Complicated relationships
The complexity of modern love is... well... you probably know all about the complexity of modern love. We are simple creatures with simple needs who now lead frantic, transient lifestyles, forever looking for romance but at the same time, terrified to commit in case a better offer is just one right-swipe away. It’s a nightmare. But, on the plus side, it’s rich source material for a slew of TV shows from Crazy Ex-Girlfriend to Mr Judd Apatow’s Love and Mr Aziz Ansari’s Master Of None. See? Lots to watch on your own on a Saturday night.

Proposing
The sting in the tail.
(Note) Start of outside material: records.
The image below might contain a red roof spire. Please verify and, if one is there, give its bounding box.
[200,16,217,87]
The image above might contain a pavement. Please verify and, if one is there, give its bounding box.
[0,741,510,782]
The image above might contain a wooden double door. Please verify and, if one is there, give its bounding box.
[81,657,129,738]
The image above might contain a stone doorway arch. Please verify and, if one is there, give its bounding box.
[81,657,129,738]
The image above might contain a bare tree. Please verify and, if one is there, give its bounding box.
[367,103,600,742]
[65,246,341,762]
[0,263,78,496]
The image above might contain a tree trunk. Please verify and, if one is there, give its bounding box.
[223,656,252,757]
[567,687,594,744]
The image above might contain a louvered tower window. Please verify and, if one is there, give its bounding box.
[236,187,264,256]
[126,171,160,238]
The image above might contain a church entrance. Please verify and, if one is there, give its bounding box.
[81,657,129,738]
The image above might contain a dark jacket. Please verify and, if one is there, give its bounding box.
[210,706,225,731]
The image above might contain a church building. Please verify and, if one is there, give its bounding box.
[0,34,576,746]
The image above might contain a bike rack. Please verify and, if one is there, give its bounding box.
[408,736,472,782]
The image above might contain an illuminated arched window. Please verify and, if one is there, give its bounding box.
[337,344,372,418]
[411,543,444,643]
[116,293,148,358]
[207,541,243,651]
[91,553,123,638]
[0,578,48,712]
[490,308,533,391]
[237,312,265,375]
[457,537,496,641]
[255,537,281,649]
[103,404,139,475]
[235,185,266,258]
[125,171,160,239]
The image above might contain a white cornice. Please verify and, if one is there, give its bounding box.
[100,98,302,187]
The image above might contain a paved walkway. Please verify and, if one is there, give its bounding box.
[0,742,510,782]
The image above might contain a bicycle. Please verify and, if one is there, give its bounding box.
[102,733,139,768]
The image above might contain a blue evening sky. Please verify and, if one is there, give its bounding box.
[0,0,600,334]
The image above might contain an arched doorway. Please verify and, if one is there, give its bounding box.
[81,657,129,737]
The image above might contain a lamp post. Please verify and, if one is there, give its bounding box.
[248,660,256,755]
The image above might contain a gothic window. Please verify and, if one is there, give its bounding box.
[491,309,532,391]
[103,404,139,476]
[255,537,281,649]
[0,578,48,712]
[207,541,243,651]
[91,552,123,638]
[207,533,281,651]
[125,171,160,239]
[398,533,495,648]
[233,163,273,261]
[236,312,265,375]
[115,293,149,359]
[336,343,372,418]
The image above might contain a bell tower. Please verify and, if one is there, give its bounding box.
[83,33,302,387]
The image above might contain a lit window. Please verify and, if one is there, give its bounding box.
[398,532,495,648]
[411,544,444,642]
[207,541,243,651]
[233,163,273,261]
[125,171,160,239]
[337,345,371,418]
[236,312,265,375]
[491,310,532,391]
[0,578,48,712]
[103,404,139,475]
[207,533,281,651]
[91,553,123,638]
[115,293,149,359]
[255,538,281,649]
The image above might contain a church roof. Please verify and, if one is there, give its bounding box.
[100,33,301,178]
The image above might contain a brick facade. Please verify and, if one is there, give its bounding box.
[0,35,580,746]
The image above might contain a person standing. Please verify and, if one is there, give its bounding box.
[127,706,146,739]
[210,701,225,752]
You finally reach the end game and bend the knee but, whereas in days of yore, your proposal would be a private and highly personal moment for the two of you to cherish, now you need to think in terms of how viral you can make it. Never mind the ring, have you remembered the GoPro? Have you arranged a mariachi flashmob to suddenly appear and start playing “Gangnam Style” the moment she/he says “yes”, so that the two of you can then dance your way to the edge of a cliff before parascending into a pop-up wedding service officiated by Mr Tom Hardy’s dog. You haven't? Well you need to think about this stuff. Come on. It’s 2017.